The blast killed three Afghans and wounded four, said Mohammad Aslam, a police officer at the scene. Small shops line the road, and pedestrians frequently walk alongside the busy route.

On Tuesday at least 24 people were killed in different attacks across the country. The global financial news agency RTT reports that a bomb blast killed eight civilians traveling on a bus in western Afghanistan and a bomb killed three children in Kandahar Province.

...US-led forces in the southern province of Helmand claimed to have killed several militants during an operation in Garmser district on Tuesday.
The U.S.-led coalition also said that "several militants were killed and nine were detained" on Tuesday in an operation targeting "anti-government operations" in the eastern province of Paktia.

More than 1,200 people have been killed this year, the Associated Press estimates. NATO officials claim that the surge in violence is related in part to the recent peace deals between the Pakistani government and the rebels in that country, which allow for a haven for Taliban fighters who cross the border to launch attacks in Afghanistan.

NATO spokesman Mark Laity said militant violence in Afghanistan seems to be getting worse as Pakistan pursues peace with militants in an effort to end a wave of bombings that have killed hundreds of Pakistanis in recent years.
"We understand their desire to come to peace agreements with militants, but there is no real solution if trouble on one side of the (border) is merely transferred to the other side," he said.

Even before the recent settlements, The Christian Science Monitor reported in April that violence had spiked across the country, suggesting that additional factors are contributing to the increase.

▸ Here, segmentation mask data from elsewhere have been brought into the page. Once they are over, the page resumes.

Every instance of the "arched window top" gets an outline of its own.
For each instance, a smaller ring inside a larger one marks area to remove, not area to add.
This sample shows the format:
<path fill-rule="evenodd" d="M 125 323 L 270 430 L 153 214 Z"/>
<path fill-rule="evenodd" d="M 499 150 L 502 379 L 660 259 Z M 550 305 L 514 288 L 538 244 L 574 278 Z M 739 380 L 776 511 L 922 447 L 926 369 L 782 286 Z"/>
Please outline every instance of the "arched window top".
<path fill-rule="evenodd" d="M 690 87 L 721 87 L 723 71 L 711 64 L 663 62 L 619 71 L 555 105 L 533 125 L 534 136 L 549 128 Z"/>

In some northern provinces, the Taliban issue "night letters," documents posted to villagers' doors at night threatening them if they support the government or Coalition forces, locals report. The tactic has been highly successful in intimidating residents in the south and quelling support for the international presence.
But analysts say the insurgency is spread not by fear alone: A weak central government and the country's declining socioeconomic situation also bolster militants' efforts. "The population of Afghanistan is becoming disillusioned with the government," Halim Kousary, an analyst with Center for Conflict and Peace Studies, a Kabul-based think tank. "People in the north believe there hasn't been enough reconstruction."

The Long War Journal, an Internet journal covering the "Global War on Terror," suggests:

[The] attacks by the Taliban and "Anti-Government Elements" ... have increased over the past several weeks as the poppy harvest season has ended. The Taliban now has a pool of unemployed harvesters to serve as recruits.

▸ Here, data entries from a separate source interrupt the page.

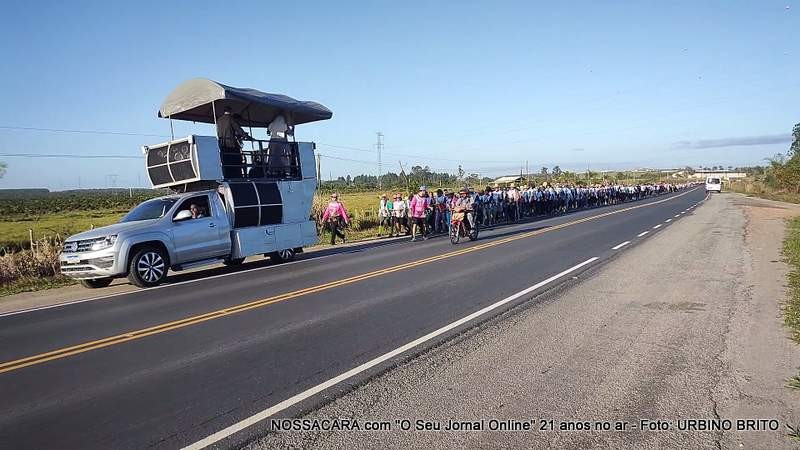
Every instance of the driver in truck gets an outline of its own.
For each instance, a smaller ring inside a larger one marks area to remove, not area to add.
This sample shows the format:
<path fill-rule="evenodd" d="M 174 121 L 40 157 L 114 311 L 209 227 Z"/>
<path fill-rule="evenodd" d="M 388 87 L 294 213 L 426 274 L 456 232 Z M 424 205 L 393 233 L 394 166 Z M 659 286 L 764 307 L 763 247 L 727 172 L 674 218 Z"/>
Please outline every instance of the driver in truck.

US Chairman of the Joint Chiefs of Staff Adm. Michael Mullen, who echoed NATO's assessment of rising violence levels in a testimony to Congress on Tuesday, says that the US will respond by increasing troop strength, the Associated Press reported.

Mullen said the U.S. is deploying more troops to Afghanistan and encouraging local forces to do the same to contend with a growing insurgency, increased attacks and a burgeoning drug trade.
"In short, a stable Iraq and Afghanistan that are long-term partners and share our commitment to peace will be critical to achieving regional stability and security," he said.

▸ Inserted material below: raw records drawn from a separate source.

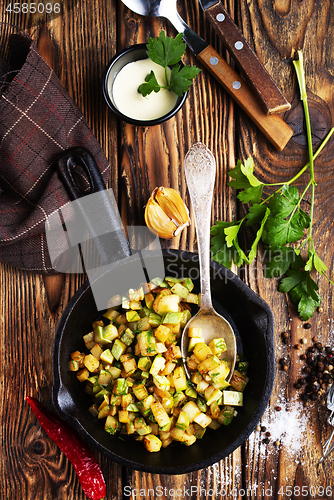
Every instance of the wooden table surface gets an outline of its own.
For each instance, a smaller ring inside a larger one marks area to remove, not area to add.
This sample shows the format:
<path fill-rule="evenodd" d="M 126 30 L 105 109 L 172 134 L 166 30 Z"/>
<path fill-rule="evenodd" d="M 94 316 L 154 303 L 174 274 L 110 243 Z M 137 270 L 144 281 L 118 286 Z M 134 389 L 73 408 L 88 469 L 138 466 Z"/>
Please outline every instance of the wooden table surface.
<path fill-rule="evenodd" d="M 138 16 L 120 0 L 64 0 L 63 15 L 54 19 L 9 13 L 6 12 L 9 2 L 0 2 L 0 19 L 31 34 L 40 53 L 88 120 L 110 161 L 110 186 L 128 225 L 143 224 L 143 207 L 156 186 L 177 189 L 189 204 L 182 162 L 197 141 L 205 143 L 217 161 L 213 223 L 231 220 L 243 210 L 235 191 L 227 186 L 227 172 L 238 158 L 252 155 L 257 175 L 266 182 L 289 179 L 306 163 L 303 115 L 292 65 L 292 57 L 299 48 L 305 58 L 314 144 L 319 144 L 333 125 L 334 3 L 331 0 L 223 0 L 223 3 L 292 103 L 292 111 L 283 118 L 295 133 L 282 152 L 273 148 L 205 69 L 196 78 L 183 109 L 162 126 L 134 127 L 118 121 L 109 111 L 101 92 L 106 64 L 118 50 L 145 42 L 161 29 L 175 36 L 168 21 Z M 177 4 L 192 28 L 225 55 L 218 37 L 204 21 L 197 0 L 178 0 Z M 185 61 L 195 63 L 190 51 Z M 334 278 L 333 150 L 331 141 L 316 161 L 314 229 L 314 239 L 331 279 Z M 245 234 L 246 244 L 248 237 Z M 196 251 L 194 225 L 170 246 Z M 264 278 L 261 251 L 257 260 L 239 273 L 268 302 L 275 318 L 276 379 L 265 421 L 273 415 L 275 406 L 284 406 L 285 401 L 297 398 L 294 384 L 302 363 L 300 352 L 293 346 L 301 337 L 310 345 L 313 336 L 324 344 L 333 343 L 333 288 L 325 278 L 318 279 L 323 312 L 316 312 L 310 321 L 311 328 L 304 329 L 287 297 L 277 291 L 277 282 Z M 46 436 L 25 403 L 25 396 L 32 395 L 50 406 L 55 329 L 84 277 L 42 277 L 0 265 L 0 279 L 0 497 L 84 499 L 71 464 Z M 286 345 L 281 339 L 284 331 L 291 332 L 291 341 Z M 282 357 L 289 359 L 287 371 L 279 369 L 278 360 Z M 331 431 L 326 424 L 328 412 L 312 404 L 303 409 L 301 417 L 302 424 L 297 426 L 293 414 L 285 422 L 286 429 L 291 426 L 296 434 L 292 443 L 283 436 L 280 445 L 275 446 L 273 439 L 265 444 L 263 433 L 255 431 L 221 462 L 186 475 L 163 476 L 128 470 L 97 453 L 106 478 L 107 498 L 129 498 L 130 492 L 131 498 L 171 500 L 332 498 L 334 454 L 318 463 L 321 443 Z M 277 422 L 277 427 L 282 426 L 282 421 Z"/>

The increased coalition presence might have to deal with an insurgency that is evolving tactically, writes The Daily Telegraph. The British paper reports that the Taliban is turning toward "Iraq-style tactics" – attacking soft targets and acting as a de facto authority in areas of weak central governance – to take the districts surrounding Kabul.

Taliban tactics have shifted sharply away from frontal attacks on Nato forces in the first four months of the year. However, the overall level of violence has risen and roadside bombings are up by 34 per cent overall. At the same time, there have been reports of Taliban fighters moving into several rural districts north and east of Kabul, the capital.
The strategy seeks to exploit local grievances and disillusionment with the Afghan government in rural areas.

The paper reports that the Taliban is seen by many in the districts surrounding the capital as a "credible alternative to the weak US-backed government."

...according to [a] local MP, who stays mostly in Kabul these days, the population has lost faith in the government.
"President [Hamid] Karzai got 40,000 votes from Kapisa Province, but now he wouldn't get five," said Abdul Hadi Safi.